In the glance of both Clara and Albert Edwin saw hatred and envy. Clara especially had never forgiven him for preventing their father from pouring money into that sieve, her husband, nor for Hilda's wounding tongue, nor for his worldly success. And they both suspected that either Maggie or Auntie Hamps had told him of Albert's default in the payment of interest, and so fear was added to their hatred and envy.
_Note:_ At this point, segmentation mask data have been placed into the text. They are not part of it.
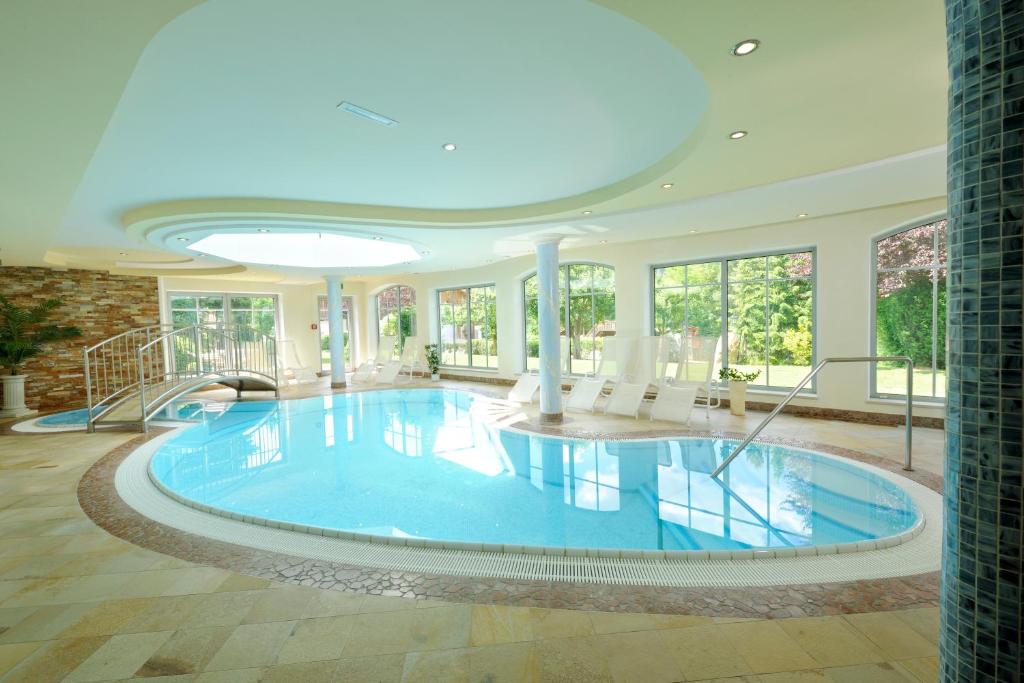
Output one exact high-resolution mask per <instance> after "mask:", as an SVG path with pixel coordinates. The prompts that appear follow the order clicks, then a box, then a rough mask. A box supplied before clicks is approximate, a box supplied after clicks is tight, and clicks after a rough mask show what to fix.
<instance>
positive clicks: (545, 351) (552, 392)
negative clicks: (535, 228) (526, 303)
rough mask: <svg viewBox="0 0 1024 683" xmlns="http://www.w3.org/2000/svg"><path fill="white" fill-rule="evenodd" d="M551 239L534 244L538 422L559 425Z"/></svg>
mask: <svg viewBox="0 0 1024 683" xmlns="http://www.w3.org/2000/svg"><path fill="white" fill-rule="evenodd" d="M559 242H561V238H559V237H552V238H546V239H543V240H540V241H538V243H537V318H538V328H539V332H540V336H541V345H540V346H541V348H540V351H541V423H542V424H549V425H557V424H561V422H562V378H561V375H562V372H561V370H562V359H561V344H560V341H559V337H560V336H561V322H560V321H559V319H558V308H559V300H558V299H559V292H558V243H559Z"/></svg>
They all entered the bedroom, the children having been left alone only a few seconds. Rupert, wearing a new blue overcoat with gilt buttons, had partially scrambled on to the bed; the pale veiled hands of Auntie Hamps could be seen round his right hand; Rupert had grown enormous, and had already utterly forgotten the time when he was two years old. The others, equally altered, stood two on either side of the bed,--Bert and young Clara to the right, and Amy and Lucy to the left. Lucy was crying and Amy was benignantly wiping her eyes. Bert, a great lump of a boy, was to leave school at Christmas, but he was still ranked with the other children as a child. Young Clara sharply and Bert heavily turned round to witness the entrance of their elders.

"Oh! Here's Uncle Edwin!"

"Edwin!"

"Yes, Auntie!"

The moral values of the room were instantly changed by the tone in which Auntie Hamps had murmured "Edwin." All the Benbows knew, and Edwin himself knew, that a personage of supreme importance in Auntie Hamps's eyes had come into the scene. The Benbows became secondary, and even Auntie Hamps's grasp of Rupert's hand loosened, and, having already kissed her, the child slipped off the bed. Edwin approached, and over the heads of the children, and between the great darkening curtains, he could at last see the face of the dying woman like a senile doll's face amid the confusion of wrappings and bedclothes. The deep-set eyes seemed to burn beneath the white forehead and sparse grey hair; the cheeks, still rounded, were highly flushed over a very small part of their surface; the mouth, always open, was drawn in, and the chin, still rounded like the cheeks, protruded. The manner of Auntie Hamps's noisy breathing, like the puzzled gaze of her eyes, indicated apprehension of the profoundest, acutest sort.

"Eh!" said she, in a somewhat falsetto voice, jerky and excessively feeble. "I thought--I'd--lost you." Her hand was groping about.